Lori Arviso Alvord is the first Navajo woman surgeon. In her book The Scalpel and the Silver Bear she chronicles her wayfinding, first to Dartmouth College as an undergraduate, then to Stanford Medical School.
Born of a Navajo father and a “blond-haired, blue-eyed, and very attractive” mother, there was not ever a time that Lori Arviso Alvord did not live out of the paradox of being of two worlds and belonging to none.
She writes of the four sacred mountains which encompass the Navajo Reservation, mountains which form a circle to keep her people safe. Mount Taylor, San Francisco Peak, Blanca Peak, and the La Plata Range. To leave this mountain embrace to go east to school was a frightening prospect. The gift of these mountains was a sense of place.

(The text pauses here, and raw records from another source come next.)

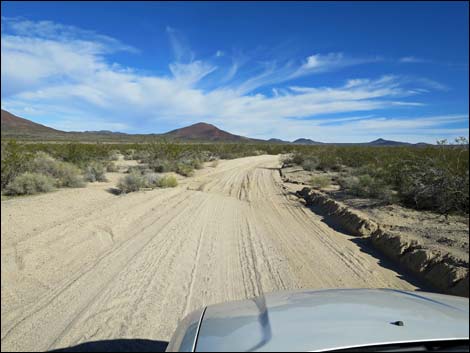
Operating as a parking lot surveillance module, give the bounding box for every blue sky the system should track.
[1,1,469,142]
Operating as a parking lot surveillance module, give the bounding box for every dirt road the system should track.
[1,156,415,351]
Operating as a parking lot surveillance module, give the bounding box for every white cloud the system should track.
[399,56,428,64]
[1,19,461,141]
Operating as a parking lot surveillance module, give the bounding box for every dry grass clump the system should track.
[84,162,107,183]
[5,172,54,195]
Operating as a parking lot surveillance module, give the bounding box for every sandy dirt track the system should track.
[1,156,416,351]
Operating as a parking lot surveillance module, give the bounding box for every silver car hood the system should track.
[193,289,469,352]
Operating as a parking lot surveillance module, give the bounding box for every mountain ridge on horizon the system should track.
[1,109,431,146]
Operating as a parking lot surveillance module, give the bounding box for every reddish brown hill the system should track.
[1,109,64,136]
[163,123,248,141]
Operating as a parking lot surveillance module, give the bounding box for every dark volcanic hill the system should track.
[1,109,432,147]
[1,109,64,136]
[292,138,323,145]
[162,123,250,141]
[366,138,410,146]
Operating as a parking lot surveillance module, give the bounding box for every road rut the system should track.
[1,156,416,351]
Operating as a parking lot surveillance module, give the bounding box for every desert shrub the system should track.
[144,172,162,188]
[133,151,151,161]
[106,161,119,173]
[149,158,177,173]
[290,152,304,165]
[84,162,107,183]
[309,175,331,189]
[108,150,121,161]
[176,163,194,177]
[191,158,203,169]
[29,151,85,188]
[1,140,32,190]
[123,149,135,161]
[338,174,394,202]
[117,171,147,193]
[126,164,153,175]
[158,175,178,188]
[5,172,54,195]
[301,157,319,171]
[53,162,85,188]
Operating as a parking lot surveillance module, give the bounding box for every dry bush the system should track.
[158,175,178,188]
[117,171,147,193]
[5,172,54,195]
[84,162,107,183]
[309,175,331,189]
[106,162,119,173]
[29,152,85,188]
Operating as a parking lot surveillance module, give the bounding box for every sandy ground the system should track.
[1,156,416,351]
[282,166,469,267]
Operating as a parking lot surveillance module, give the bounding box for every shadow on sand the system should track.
[300,203,438,293]
[49,339,168,352]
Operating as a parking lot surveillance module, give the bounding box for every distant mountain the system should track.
[266,138,290,143]
[1,109,432,147]
[162,123,250,141]
[292,138,323,145]
[365,138,411,146]
[1,109,64,136]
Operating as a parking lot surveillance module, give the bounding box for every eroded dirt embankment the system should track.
[0,156,417,351]
[297,187,469,297]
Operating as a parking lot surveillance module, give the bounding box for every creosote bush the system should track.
[117,171,147,193]
[310,175,331,189]
[84,162,107,183]
[28,151,85,188]
[5,172,54,195]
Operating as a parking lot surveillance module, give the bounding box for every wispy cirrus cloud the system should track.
[399,56,429,64]
[2,18,468,141]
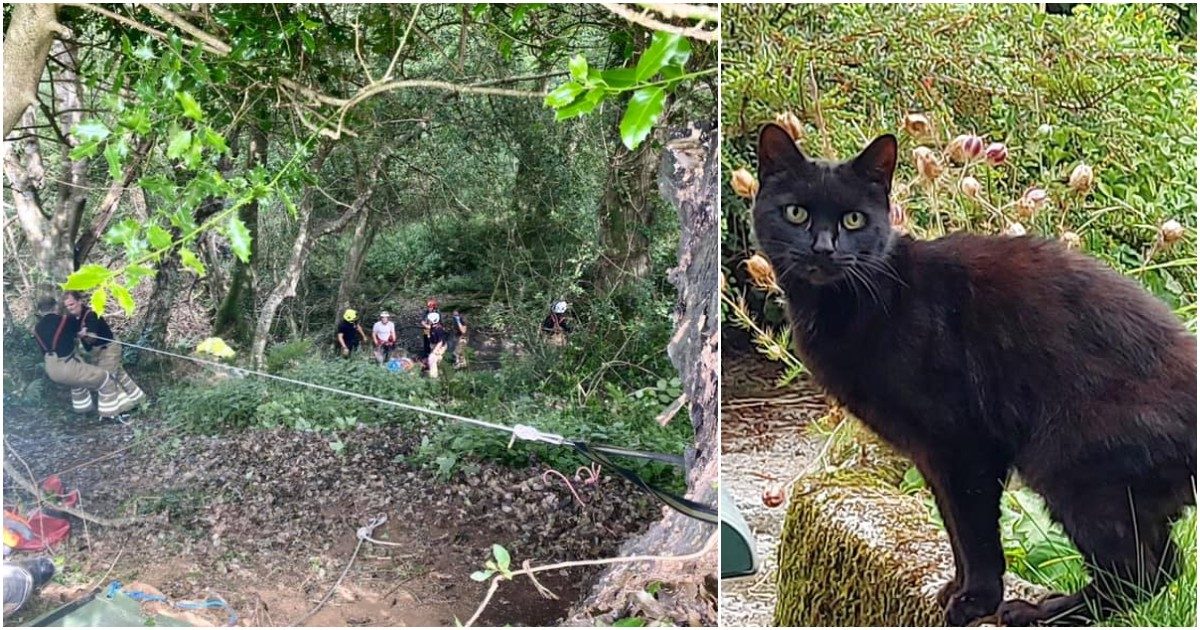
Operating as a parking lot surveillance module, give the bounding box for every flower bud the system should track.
[1067,164,1096,194]
[1158,218,1183,245]
[745,253,776,290]
[762,488,784,508]
[904,114,934,136]
[888,202,908,228]
[775,112,804,140]
[730,168,758,199]
[946,133,983,164]
[959,176,983,199]
[912,146,942,181]
[983,142,1008,167]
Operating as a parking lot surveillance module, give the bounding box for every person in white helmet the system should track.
[541,300,571,346]
[425,311,446,378]
[371,311,396,365]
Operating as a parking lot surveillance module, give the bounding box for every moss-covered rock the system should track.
[774,458,1044,626]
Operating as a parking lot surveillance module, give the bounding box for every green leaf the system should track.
[71,118,113,142]
[226,212,253,263]
[545,80,583,109]
[62,264,113,290]
[179,247,208,277]
[492,545,511,571]
[91,286,108,317]
[470,571,496,582]
[566,55,588,83]
[620,86,666,151]
[70,140,100,160]
[146,224,172,250]
[635,31,691,80]
[108,282,133,317]
[104,138,130,180]
[554,88,605,120]
[175,92,204,122]
[167,130,192,160]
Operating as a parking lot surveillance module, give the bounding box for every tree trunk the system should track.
[212,125,266,340]
[568,124,720,625]
[596,132,659,293]
[2,4,70,138]
[334,205,376,322]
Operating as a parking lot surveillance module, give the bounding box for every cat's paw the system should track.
[937,576,962,611]
[946,589,1001,626]
[996,599,1045,626]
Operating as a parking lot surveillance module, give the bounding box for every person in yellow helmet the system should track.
[337,308,366,358]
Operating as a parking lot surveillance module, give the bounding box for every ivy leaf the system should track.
[492,545,512,572]
[179,247,208,277]
[226,212,253,263]
[71,118,113,142]
[620,86,666,151]
[175,92,204,122]
[91,286,108,317]
[545,80,583,109]
[566,55,588,83]
[167,130,192,160]
[62,264,113,290]
[146,224,172,250]
[108,282,133,317]
[635,31,691,80]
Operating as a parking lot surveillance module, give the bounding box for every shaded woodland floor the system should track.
[5,392,659,626]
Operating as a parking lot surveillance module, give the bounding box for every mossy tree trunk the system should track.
[569,124,720,625]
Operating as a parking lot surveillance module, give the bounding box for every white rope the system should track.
[90,335,568,446]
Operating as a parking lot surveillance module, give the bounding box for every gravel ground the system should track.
[720,355,826,626]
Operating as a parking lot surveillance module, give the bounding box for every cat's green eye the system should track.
[784,204,809,223]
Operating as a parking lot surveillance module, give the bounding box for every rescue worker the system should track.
[34,295,134,420]
[371,311,396,365]
[421,298,442,358]
[337,308,366,358]
[425,311,446,378]
[541,300,571,347]
[450,311,467,370]
[62,290,146,406]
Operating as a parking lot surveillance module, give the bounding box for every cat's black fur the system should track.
[754,125,1196,625]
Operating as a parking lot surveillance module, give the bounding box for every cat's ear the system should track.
[758,124,809,180]
[853,133,896,184]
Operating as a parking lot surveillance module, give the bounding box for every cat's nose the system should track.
[812,232,833,256]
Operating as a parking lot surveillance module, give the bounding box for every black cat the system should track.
[754,125,1196,625]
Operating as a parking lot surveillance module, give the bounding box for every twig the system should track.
[463,530,718,628]
[600,2,721,42]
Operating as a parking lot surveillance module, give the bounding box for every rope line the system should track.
[92,335,718,525]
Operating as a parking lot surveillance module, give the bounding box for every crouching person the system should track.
[62,290,146,406]
[34,296,136,419]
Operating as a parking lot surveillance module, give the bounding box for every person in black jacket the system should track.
[34,295,133,419]
[62,290,146,406]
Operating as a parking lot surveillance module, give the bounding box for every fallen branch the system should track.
[463,530,718,628]
[4,460,149,528]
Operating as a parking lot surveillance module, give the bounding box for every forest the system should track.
[4,4,718,625]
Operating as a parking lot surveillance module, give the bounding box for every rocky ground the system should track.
[4,400,660,626]
[720,352,828,626]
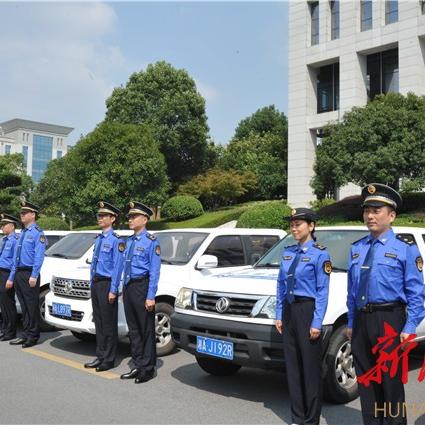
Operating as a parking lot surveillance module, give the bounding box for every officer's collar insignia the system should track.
[367,184,376,195]
[416,256,424,272]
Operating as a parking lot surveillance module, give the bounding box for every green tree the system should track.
[178,169,256,209]
[106,61,210,183]
[33,123,170,224]
[0,154,33,215]
[311,93,425,199]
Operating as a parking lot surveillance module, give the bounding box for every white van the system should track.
[45,228,286,355]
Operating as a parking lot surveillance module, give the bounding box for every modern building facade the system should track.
[0,118,73,182]
[288,0,425,207]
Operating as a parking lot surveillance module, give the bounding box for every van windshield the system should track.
[155,232,208,264]
[45,233,97,260]
[255,230,368,271]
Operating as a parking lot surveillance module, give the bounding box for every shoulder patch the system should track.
[416,256,424,272]
[396,235,415,245]
[323,261,332,274]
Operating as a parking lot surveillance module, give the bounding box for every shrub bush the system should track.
[237,201,292,230]
[161,195,204,221]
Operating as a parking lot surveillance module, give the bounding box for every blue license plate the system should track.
[52,303,72,317]
[196,336,233,360]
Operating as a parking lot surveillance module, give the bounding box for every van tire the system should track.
[323,325,358,404]
[196,356,241,376]
[155,302,176,357]
[38,289,56,332]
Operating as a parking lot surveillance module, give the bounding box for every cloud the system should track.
[0,3,127,140]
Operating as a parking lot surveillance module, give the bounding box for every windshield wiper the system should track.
[254,263,279,268]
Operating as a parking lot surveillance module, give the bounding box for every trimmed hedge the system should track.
[236,201,292,230]
[37,217,69,230]
[161,195,204,221]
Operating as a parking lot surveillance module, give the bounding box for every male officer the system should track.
[347,183,425,425]
[0,214,19,341]
[121,201,161,384]
[6,201,47,348]
[84,201,125,372]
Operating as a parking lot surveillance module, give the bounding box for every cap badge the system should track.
[367,184,376,195]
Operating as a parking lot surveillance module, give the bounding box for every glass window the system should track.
[360,0,372,31]
[45,233,97,260]
[32,134,53,182]
[331,0,339,40]
[385,0,398,24]
[242,235,279,264]
[317,63,339,113]
[22,146,28,169]
[155,232,208,265]
[204,235,246,267]
[310,1,319,46]
[366,49,398,100]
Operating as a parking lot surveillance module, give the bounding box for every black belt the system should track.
[16,267,32,272]
[93,274,111,282]
[359,301,404,313]
[294,295,316,303]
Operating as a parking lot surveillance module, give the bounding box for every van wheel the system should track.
[38,289,56,332]
[196,357,241,376]
[71,331,96,342]
[155,302,176,356]
[324,325,358,404]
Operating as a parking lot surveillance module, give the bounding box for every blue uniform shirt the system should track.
[347,230,425,334]
[9,223,47,281]
[123,229,161,300]
[0,232,19,270]
[276,240,331,329]
[90,229,125,294]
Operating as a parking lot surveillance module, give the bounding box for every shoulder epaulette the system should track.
[146,233,156,241]
[351,235,367,245]
[396,235,415,245]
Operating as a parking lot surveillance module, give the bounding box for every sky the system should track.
[0,1,288,144]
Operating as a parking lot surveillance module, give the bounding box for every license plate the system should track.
[52,303,72,317]
[196,336,233,360]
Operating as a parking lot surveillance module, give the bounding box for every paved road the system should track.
[0,331,425,425]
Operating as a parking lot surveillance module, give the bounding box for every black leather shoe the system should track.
[134,371,155,384]
[84,359,102,369]
[120,369,140,379]
[96,362,114,372]
[9,338,27,345]
[22,341,38,348]
[0,335,16,341]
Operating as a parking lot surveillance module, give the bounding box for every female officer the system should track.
[276,208,332,424]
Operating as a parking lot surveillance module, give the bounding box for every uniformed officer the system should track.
[84,201,125,372]
[6,201,47,348]
[0,214,19,341]
[121,201,161,384]
[347,183,425,424]
[276,208,332,424]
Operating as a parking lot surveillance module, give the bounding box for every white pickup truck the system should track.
[171,226,425,403]
[45,228,286,355]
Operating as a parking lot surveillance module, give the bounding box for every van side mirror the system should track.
[196,255,218,270]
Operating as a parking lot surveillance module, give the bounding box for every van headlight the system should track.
[174,288,193,309]
[251,296,276,319]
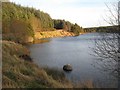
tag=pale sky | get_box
[10,0,116,27]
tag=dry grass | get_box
[2,41,72,88]
[2,41,97,88]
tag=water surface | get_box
[30,33,117,87]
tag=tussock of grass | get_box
[2,41,94,88]
[2,41,72,88]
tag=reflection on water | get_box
[30,33,117,87]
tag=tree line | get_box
[2,2,83,42]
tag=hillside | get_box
[2,2,82,44]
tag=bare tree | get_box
[93,1,120,78]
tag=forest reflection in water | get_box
[30,33,118,88]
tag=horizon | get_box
[10,0,116,28]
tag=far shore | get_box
[35,29,84,39]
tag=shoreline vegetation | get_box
[1,2,93,88]
[2,40,94,88]
[1,2,118,88]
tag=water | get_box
[30,33,117,87]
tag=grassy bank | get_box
[2,41,94,88]
[2,41,73,88]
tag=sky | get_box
[10,0,116,27]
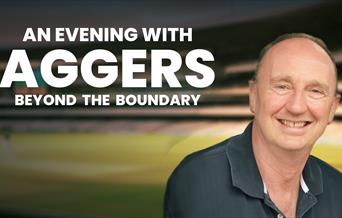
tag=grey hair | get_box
[252,33,338,92]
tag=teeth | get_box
[280,120,306,128]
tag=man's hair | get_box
[252,33,338,93]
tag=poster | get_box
[0,0,342,217]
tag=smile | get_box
[278,119,310,128]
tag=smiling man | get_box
[164,33,342,218]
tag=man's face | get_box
[250,38,339,150]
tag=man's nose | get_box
[286,91,307,114]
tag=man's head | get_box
[250,34,339,150]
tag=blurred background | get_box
[0,0,342,218]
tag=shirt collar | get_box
[226,122,323,199]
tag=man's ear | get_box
[248,79,256,114]
[328,94,341,124]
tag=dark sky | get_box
[0,0,320,48]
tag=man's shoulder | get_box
[173,137,234,177]
[309,156,342,189]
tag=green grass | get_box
[0,133,342,218]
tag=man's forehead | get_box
[260,38,335,75]
[264,38,333,65]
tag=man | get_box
[164,34,342,218]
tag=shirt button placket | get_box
[277,213,284,218]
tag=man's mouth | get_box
[278,119,311,128]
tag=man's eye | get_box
[275,84,290,90]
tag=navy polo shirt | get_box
[164,123,342,218]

Once I knew place. The unpredictability of my family life would often yield to chaos, and it was during those times I would make my escape. Packing whatever was portable in the refrigerator and a bottle of water, I would ease my way out of the brick patio door, skim over the lawn, through the tall meadow grasses (where I could begin to relax, as they were taller than I) and into the woods. From there I followed a secret way which led to a series of rock caves, big enough for crawling, big enough for sitting cross legged. Small enough to remain undiscovered, small enough to hide.
The rocks which defined the caves were irresistible to a pre-pubescent child, and I would taste each one with my tongue. The ritual required that I taste them according to size. I tasted the dirt, the moss, nibbled on the ferns. I did not know the word sacrament; I know now that my relationship to the rock caves and the earth around them was a sacramental relationship.
That was my place. To this day I have a ritual of laying my cheek against a particular boulder on my daily walks, touching my tongue to it, and offering silent tribute to the rock caves of my childhood. To this day I can walk through the woods and smell the damp and rotted mossy earth of the forest floor in rural Western Pennsylvania. If I can embrace with integrity the concept of indigenous solely as it relates to place, then I claim those caves as my place. I belonged.
But it’s not so simple. I’ve not belonged to any land since in the way I belonged to the rock caves. I wonder if it’s the long ago glimpse of belonging to a place in a ritual way that frames the intensity of my yearning today. And maybe I am getting closer. Although I am not encircled by four mountains which proscribe my home, I have a path to the water, to Tannery Pond in Wilmot, New Hampshire. It’s not a long path, and so my husband Jim has cleared a couple trails like switchbacks, to lengthen the walk. I walk these trails three and often four times a day, with our three dogs who are at home in the woods. Every adventure shows me something I’ve not seen before: a boulder; a White Pine; green fungus against a lichen covered stone; the curl of the bark of a birch; one brilliant red maple leaf fallen among a bed of yellow poplar; a certain mist on the pond itself.
This morning it was the mist, and the stark black bare branches over my head, entangled to form a squirrel’s paradise. As I remember those caves of long ago, I remember them as mine. Now I understand what I couldn’t at the time. These trails I walk do not belong to me, but I to them. And with that understanding comes the trust that day by day I am coming home. I belong to this place.